Citizens’ Theatre, Glasgow, until Sat 27 Apr, then touring
The traumatic and uncertain business of separation, be it of nations, lovers or families, creates a lasting emotional impact upon who we are and how we define ourselves. In 7:84’s new piece, composed of four separate short plays, each dealing with the trauma of separation, and commenting on the politics of the divided and dividing state, the action moves from the airily metaphorical to the bluntly direct.

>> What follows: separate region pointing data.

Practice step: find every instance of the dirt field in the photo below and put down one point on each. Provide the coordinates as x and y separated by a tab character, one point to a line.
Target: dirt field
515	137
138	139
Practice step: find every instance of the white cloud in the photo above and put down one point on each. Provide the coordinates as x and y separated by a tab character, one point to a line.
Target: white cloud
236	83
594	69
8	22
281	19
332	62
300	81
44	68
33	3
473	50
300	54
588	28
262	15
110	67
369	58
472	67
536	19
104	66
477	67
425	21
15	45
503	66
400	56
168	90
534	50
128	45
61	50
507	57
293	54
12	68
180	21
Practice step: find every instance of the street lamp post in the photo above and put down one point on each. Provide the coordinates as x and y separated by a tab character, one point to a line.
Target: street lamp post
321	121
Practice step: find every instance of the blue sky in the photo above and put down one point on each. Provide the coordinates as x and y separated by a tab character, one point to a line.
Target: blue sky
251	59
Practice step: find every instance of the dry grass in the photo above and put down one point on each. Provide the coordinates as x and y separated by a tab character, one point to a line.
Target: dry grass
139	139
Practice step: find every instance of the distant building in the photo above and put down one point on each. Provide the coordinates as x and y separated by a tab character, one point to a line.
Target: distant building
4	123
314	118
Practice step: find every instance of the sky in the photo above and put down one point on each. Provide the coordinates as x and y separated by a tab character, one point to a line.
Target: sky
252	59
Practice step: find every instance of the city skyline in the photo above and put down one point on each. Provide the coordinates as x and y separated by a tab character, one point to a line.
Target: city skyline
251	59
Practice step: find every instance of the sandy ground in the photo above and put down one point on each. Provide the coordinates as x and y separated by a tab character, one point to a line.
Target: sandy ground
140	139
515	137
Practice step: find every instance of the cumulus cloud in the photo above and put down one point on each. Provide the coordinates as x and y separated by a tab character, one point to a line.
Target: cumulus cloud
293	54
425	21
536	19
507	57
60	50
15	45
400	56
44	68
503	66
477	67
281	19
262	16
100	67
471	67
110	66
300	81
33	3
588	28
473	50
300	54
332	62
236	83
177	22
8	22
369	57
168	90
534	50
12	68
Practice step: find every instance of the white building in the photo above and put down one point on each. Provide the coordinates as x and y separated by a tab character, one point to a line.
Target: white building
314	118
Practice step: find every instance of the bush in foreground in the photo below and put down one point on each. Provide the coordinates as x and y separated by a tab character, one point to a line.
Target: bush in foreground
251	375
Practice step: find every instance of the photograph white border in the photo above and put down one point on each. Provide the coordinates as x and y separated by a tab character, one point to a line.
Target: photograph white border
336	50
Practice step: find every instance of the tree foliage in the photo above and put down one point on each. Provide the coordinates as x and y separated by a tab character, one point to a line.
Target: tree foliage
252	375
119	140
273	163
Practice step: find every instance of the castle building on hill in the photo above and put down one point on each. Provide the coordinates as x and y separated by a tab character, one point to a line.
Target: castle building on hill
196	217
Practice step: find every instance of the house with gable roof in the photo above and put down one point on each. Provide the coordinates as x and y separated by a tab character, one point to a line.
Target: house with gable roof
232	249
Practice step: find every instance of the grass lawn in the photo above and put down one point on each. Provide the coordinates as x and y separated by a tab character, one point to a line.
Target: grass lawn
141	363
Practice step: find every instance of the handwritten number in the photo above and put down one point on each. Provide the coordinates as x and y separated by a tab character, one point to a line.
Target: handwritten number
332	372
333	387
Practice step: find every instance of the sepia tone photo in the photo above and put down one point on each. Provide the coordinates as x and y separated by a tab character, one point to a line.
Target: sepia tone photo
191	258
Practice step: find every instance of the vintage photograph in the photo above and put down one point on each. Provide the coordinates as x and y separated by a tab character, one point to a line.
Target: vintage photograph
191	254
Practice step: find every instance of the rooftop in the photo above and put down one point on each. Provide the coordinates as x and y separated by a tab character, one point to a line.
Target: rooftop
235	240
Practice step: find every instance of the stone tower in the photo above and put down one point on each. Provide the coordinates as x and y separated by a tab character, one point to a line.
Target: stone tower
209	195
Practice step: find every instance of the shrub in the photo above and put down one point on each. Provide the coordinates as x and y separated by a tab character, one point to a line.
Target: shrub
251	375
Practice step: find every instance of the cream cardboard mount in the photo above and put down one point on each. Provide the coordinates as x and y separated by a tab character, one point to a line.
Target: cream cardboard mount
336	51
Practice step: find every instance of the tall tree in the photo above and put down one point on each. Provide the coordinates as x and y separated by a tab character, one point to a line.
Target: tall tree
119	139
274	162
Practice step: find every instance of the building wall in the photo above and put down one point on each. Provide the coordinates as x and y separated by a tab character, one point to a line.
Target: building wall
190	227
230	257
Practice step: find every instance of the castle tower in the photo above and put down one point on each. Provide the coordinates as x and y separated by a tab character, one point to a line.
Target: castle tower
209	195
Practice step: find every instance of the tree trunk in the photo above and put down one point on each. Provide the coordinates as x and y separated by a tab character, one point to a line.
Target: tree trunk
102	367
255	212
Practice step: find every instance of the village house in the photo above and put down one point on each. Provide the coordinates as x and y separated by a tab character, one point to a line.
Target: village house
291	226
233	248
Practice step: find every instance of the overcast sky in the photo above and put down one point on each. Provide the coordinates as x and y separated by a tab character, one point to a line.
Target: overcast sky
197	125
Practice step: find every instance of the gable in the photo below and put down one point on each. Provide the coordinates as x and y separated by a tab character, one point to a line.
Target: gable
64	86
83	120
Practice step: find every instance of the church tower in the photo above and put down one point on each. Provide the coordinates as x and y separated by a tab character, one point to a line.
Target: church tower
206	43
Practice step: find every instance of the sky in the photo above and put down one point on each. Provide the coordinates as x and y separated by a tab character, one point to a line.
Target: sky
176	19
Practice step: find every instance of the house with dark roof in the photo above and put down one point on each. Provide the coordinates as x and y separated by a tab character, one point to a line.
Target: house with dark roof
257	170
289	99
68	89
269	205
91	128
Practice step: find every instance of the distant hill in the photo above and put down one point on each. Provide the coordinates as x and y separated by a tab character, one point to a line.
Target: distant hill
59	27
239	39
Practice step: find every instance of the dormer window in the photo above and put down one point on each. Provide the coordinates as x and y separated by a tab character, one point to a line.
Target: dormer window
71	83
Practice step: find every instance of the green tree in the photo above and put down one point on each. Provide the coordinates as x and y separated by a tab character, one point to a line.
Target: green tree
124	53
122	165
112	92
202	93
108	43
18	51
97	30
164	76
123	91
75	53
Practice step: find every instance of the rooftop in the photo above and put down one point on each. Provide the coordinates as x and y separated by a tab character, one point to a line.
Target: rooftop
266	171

Interestingly, it is at the polar ends of the scale that the plays are most successful. Haresh Sharma’s Eclipse is a monologue in which a contemporary Asian man explores the division of his family around the division of India. He transforms before us into his errant father and his entrepreneurial grandfather in the course of the piece, as ever present political events alter patterns of family, sexuality and affluence throughout. If this piece is direct in its politics, Linda McLean’s Doch - An - Doris (A Parting Drink) is so elliptical that, but for Kai Fischer’s multimedia design, flashing images of the political separations of Ireland, India, Croatia and, potentially, Scotland across a video screen, it might be seen as a simple family drama, with some deftly comic touches. Yet it has a warmth and humour, coming from inspired observations of the nuances of family life that makes it tremendously endearing. In it, two grown-up children attempt, as the family awaits the arrival of a divorce lawyer at a sidewalk café, to reconcile their irritatingly anal mother and repressive, curmudgeonly father.

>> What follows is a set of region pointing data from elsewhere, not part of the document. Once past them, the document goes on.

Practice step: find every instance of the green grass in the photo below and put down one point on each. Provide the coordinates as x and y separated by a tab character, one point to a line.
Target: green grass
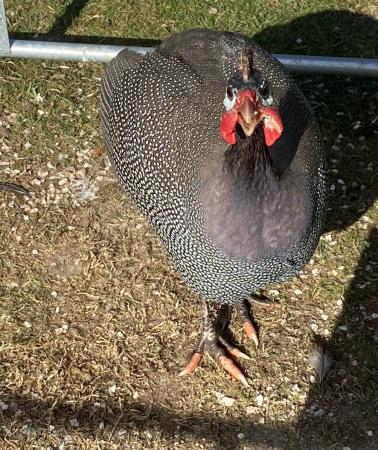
89	300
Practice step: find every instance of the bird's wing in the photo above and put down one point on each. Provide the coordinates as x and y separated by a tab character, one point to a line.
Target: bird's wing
125	61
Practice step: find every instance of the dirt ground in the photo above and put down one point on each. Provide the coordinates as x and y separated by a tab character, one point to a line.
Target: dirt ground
96	324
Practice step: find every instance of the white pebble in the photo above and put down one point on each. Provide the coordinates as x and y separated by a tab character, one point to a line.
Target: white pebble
74	422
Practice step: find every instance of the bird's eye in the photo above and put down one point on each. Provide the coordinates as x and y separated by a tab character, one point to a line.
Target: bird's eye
230	98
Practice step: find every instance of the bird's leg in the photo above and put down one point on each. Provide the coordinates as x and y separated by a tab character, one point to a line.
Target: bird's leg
215	319
248	327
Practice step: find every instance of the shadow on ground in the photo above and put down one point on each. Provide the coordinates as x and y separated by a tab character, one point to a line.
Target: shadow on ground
349	400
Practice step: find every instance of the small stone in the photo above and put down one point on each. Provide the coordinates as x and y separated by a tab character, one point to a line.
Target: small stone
224	400
251	410
319	412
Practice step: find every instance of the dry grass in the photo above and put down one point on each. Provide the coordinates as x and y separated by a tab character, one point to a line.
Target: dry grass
95	322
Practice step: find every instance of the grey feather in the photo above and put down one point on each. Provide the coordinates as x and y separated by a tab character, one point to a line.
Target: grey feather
321	360
160	119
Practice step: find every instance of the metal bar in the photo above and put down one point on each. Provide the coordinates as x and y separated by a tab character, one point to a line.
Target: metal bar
330	65
104	53
4	39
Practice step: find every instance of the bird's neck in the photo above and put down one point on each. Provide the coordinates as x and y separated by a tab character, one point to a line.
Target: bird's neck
248	160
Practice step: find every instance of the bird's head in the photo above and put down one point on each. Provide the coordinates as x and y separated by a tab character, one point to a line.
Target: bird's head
248	103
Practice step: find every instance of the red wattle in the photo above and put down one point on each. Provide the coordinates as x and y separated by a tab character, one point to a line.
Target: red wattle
227	126
272	125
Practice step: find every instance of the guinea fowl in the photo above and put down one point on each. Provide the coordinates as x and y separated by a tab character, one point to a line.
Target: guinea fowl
216	145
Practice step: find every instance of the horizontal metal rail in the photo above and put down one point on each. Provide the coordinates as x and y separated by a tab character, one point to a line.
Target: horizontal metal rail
104	53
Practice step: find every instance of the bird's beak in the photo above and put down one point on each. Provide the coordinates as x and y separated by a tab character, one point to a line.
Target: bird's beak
249	116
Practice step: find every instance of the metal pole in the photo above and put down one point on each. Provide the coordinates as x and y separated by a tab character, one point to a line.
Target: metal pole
104	53
4	40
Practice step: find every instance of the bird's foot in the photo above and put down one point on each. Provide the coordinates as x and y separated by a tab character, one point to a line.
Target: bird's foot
213	341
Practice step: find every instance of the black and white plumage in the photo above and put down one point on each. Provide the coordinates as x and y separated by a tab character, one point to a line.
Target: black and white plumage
234	218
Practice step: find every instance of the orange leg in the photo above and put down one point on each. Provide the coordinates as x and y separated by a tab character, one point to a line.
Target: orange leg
216	345
248	327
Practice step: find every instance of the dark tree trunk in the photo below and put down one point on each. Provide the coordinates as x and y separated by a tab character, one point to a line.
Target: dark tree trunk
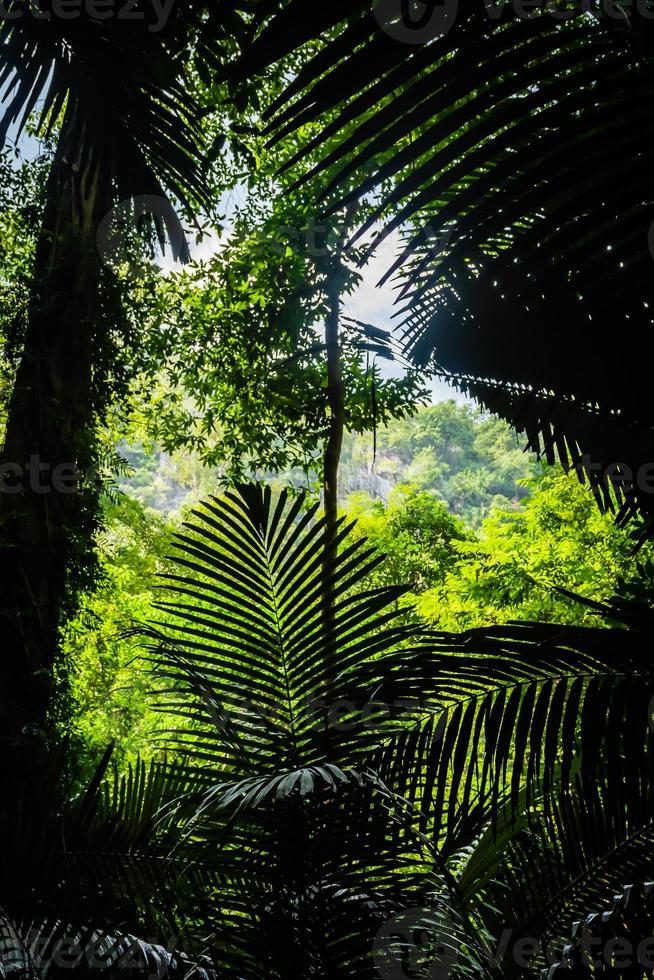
45	514
336	401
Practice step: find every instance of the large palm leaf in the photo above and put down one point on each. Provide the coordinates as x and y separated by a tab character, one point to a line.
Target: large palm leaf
504	775
513	153
90	881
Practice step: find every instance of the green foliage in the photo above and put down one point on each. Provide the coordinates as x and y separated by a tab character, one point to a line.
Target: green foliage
558	539
108	681
233	366
21	200
416	534
470	460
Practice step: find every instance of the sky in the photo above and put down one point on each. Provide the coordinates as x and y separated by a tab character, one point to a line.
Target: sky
370	303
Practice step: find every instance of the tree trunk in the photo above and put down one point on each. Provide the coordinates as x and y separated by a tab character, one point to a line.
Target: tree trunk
336	401
46	514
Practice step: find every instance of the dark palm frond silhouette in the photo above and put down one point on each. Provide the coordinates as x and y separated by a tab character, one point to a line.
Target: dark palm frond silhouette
511	152
499	780
90	881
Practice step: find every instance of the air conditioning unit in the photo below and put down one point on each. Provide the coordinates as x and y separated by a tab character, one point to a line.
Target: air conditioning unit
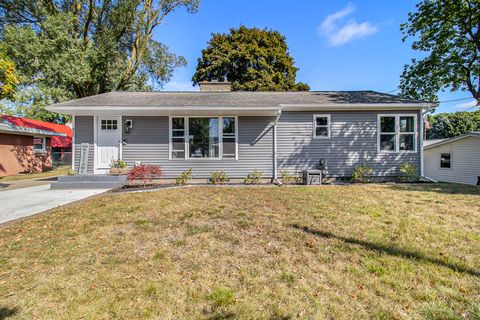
312	177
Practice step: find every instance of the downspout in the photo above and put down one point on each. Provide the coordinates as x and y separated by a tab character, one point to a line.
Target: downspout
275	167
424	136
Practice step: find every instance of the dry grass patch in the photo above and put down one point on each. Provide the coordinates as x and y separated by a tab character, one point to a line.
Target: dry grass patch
343	252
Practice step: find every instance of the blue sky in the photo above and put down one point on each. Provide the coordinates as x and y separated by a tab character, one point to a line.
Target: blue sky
337	45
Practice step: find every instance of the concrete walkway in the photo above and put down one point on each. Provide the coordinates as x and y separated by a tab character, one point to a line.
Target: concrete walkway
24	202
25	183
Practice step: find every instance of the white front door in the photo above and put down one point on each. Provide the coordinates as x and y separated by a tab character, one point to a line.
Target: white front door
109	137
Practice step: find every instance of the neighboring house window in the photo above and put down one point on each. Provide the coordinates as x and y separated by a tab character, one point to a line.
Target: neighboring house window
445	160
109	125
397	133
321	126
39	144
203	137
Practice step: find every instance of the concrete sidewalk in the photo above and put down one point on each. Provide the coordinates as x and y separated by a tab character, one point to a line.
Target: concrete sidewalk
25	183
24	202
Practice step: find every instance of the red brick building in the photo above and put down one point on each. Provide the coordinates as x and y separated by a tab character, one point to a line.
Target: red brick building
25	149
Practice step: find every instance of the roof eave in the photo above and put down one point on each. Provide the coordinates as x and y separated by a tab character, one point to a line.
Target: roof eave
164	110
357	106
11	129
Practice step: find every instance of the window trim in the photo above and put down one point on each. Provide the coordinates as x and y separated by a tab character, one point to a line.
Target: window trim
397	132
440	161
44	145
109	127
328	126
187	134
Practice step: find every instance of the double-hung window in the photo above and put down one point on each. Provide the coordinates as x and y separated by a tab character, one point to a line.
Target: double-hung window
178	138
321	126
446	160
39	144
203	137
397	133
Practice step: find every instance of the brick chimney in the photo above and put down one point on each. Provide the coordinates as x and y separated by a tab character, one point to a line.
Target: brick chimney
215	86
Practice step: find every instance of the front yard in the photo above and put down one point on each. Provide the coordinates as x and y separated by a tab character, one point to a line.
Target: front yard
338	252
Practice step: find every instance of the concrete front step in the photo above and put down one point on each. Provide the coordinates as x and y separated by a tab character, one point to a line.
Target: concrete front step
89	182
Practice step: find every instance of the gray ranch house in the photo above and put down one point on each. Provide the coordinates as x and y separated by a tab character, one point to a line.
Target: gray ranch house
215	129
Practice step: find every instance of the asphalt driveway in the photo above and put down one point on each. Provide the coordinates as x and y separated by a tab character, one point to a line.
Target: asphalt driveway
24	202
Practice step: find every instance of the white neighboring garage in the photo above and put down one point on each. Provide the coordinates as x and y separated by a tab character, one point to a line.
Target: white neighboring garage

Nicola McCartney’s Wound, which sets a violent and disruptive adopted child against two exhausted and desperate parents, with a local paramedic trying to play referee as he tends the latest family injuries, might amount to a neat metaphor about a divided Ireland, but whether the action is more talky and televisual than it needs to be is a moot point. So too, Selma Dimitrijevic’s A Time To Go gets a little stuck in its metaphor, about a son trying to persuade his father to attend his wedding, and finding that dad’s objections are more complex than they seem. It’s a mixed bag from director Lorenzo Mele, but on the whole, worth a watch, with a nervous, but at times compelling performance from Umar Ahmed as three generations of Asian men, and a really witty turn from Billy Riddoch as the grumpy Scottish dad.